Brasserie de la Couronne, S.A.
- Industry: Beverages
- Founded: 1924
- Headquarters: Route Nationale 1, Sarthe Port-au-Prince, Haiti
- Area served: Caribbean, United States, Canada
- Key people: Roger Jaar, Raymond Jaar
- Products: Soft drinks

= Brasserie de la Couronne =

Brasserie de la Couronne, S.A., is a carbonated soft drink manufacturer and the licensed bottler for the Coca-Cola Company in Haiti. It makes the popular Cola Couronne Fruit Champagne and recently added Diète Couronne Fruit Champagne, Couronne Limonade, and Diète Couronne Limonade.
It bottles Coca-Cola, Sprite, Fanta, and Gladiator for the Coca-Cola Company.

==History==
Brasserie de la Couronne was founded in 1924 and, three years later, the relationship with Coca-Cola started in 1927. It was acquired by Richard J. Forgham in the early 1950s and in turn sold to brothers Roger and Raymond Jaar in 1983. In 1986, the plant was then moved from its downtown Port-au-Prince location to a 33-acre site. Significant improvements were made to increase the plant´s productivity in 1995 where the technical infrastructure was updated, and the size of the plant was increased. It is one of the longest running companies as well as one of the largest private sector employers in Haiti today.

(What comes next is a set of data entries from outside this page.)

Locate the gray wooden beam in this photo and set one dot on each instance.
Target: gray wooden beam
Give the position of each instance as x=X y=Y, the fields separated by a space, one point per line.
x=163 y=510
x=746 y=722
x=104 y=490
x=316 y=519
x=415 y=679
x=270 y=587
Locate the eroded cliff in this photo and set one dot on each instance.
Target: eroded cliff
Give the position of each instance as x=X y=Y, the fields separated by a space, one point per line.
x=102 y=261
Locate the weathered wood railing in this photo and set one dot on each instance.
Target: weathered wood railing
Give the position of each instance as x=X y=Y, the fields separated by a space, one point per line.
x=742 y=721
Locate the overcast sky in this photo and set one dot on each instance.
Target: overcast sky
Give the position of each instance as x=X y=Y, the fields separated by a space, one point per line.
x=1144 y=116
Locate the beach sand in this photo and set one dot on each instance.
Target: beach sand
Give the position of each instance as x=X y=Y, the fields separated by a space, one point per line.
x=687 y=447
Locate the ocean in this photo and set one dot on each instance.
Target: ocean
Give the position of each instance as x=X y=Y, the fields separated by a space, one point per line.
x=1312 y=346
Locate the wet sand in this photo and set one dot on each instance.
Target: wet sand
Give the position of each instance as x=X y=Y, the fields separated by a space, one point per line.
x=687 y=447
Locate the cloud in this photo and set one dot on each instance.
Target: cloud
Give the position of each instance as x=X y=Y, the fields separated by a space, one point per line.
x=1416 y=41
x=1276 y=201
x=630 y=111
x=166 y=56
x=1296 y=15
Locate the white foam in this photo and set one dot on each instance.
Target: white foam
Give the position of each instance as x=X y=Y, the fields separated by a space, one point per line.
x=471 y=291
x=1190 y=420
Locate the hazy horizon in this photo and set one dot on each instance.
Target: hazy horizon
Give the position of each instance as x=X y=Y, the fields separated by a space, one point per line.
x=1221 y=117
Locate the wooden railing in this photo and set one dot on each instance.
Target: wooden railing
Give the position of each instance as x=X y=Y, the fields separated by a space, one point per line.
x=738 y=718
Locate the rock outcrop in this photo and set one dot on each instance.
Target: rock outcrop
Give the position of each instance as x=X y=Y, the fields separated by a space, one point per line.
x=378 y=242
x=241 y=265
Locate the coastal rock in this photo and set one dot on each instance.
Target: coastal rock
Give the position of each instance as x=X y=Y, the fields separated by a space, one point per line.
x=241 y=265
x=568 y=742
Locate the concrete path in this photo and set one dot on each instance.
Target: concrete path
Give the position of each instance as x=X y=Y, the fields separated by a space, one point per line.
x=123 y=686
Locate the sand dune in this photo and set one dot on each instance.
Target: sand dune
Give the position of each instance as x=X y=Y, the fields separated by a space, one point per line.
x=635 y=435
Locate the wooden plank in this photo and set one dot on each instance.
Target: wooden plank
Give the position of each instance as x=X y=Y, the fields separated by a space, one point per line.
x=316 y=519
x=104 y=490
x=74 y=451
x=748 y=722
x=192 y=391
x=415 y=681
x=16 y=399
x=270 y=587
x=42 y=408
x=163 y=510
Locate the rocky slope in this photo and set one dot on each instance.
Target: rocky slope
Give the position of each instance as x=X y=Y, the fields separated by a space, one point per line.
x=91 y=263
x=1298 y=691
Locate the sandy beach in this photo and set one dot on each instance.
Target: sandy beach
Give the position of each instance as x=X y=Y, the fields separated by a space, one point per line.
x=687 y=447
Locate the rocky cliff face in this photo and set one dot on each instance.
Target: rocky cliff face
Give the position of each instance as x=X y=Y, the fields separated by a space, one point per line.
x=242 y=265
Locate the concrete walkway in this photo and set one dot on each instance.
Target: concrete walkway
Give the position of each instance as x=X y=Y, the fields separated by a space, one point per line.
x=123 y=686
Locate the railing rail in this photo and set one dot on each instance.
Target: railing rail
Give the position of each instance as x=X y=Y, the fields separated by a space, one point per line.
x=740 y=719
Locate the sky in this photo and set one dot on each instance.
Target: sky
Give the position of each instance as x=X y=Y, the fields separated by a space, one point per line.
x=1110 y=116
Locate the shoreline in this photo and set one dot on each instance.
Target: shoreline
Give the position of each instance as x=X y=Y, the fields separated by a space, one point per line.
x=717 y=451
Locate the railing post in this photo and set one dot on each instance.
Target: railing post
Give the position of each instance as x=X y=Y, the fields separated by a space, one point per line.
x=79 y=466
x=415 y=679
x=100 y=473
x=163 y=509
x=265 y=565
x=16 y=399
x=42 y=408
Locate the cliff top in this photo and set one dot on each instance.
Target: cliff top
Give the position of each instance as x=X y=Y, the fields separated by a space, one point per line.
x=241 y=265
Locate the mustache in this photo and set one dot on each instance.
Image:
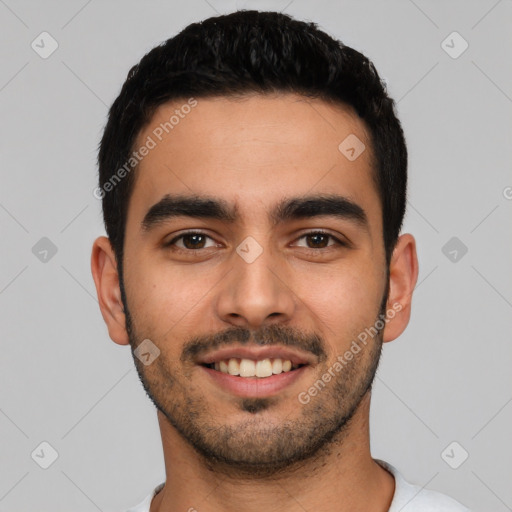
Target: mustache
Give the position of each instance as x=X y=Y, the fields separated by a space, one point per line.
x=268 y=335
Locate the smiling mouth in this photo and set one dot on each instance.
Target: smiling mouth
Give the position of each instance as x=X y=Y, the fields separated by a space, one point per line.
x=245 y=368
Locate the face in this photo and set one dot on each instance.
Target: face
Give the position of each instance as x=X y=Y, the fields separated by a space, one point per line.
x=274 y=257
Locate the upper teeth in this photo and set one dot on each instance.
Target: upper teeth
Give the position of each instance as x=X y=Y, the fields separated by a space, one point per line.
x=250 y=368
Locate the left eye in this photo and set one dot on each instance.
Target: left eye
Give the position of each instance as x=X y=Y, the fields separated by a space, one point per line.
x=319 y=238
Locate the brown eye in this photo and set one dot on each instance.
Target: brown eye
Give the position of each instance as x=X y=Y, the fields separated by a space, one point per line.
x=191 y=241
x=320 y=240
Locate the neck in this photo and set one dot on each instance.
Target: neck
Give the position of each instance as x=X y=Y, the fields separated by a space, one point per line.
x=342 y=478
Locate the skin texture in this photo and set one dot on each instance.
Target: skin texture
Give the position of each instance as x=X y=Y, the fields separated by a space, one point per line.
x=273 y=453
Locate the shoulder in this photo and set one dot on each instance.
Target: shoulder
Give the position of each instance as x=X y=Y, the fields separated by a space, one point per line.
x=413 y=498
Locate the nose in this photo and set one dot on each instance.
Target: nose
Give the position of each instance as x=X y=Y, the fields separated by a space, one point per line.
x=256 y=291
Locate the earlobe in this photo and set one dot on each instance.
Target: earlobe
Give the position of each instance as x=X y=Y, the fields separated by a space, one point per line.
x=106 y=279
x=403 y=274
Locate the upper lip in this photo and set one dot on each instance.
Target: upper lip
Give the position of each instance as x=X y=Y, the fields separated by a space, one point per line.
x=257 y=353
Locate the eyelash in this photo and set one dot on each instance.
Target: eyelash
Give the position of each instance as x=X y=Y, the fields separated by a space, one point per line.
x=310 y=233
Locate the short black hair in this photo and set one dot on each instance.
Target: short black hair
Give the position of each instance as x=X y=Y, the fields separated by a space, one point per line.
x=247 y=52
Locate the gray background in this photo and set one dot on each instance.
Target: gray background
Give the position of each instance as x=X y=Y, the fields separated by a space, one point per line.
x=63 y=381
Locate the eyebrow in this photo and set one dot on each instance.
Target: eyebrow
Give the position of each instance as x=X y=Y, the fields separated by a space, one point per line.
x=295 y=208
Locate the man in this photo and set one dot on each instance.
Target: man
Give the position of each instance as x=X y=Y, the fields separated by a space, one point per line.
x=253 y=177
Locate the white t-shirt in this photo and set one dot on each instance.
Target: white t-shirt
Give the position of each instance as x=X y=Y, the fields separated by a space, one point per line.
x=407 y=497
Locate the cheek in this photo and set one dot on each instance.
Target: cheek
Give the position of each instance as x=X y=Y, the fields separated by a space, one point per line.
x=165 y=298
x=345 y=301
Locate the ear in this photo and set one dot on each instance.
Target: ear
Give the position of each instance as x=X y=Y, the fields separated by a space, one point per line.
x=106 y=278
x=403 y=274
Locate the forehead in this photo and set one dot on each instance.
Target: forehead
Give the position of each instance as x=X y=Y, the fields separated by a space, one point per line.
x=253 y=151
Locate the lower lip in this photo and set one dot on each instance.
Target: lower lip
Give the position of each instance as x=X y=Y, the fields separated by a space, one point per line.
x=254 y=387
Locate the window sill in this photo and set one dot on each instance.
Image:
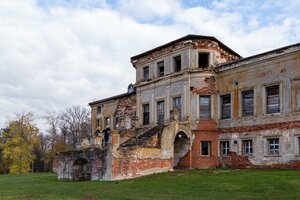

It sponsors many sporting and cultural events in the community in Haiti throughout the year and provides support to local hospitals, associations and schools. Scholarship funds and the purchase of school supplies in Port-au-Prince and in other provinces are raised through their UTC promotions that allow consumers to help fund them.

==Economic impact==
Nearly $16 million is expected to be invested in 2010, and $30 million over five years which could ultimately create an additional one thousand jobs. This includes improvements in the plant in Port-au-Prince; construction of a waste water treatment facility; procurement of glass, trucks and coolers; the addition of a new PET line and the upgrade of a new line to bottle juice.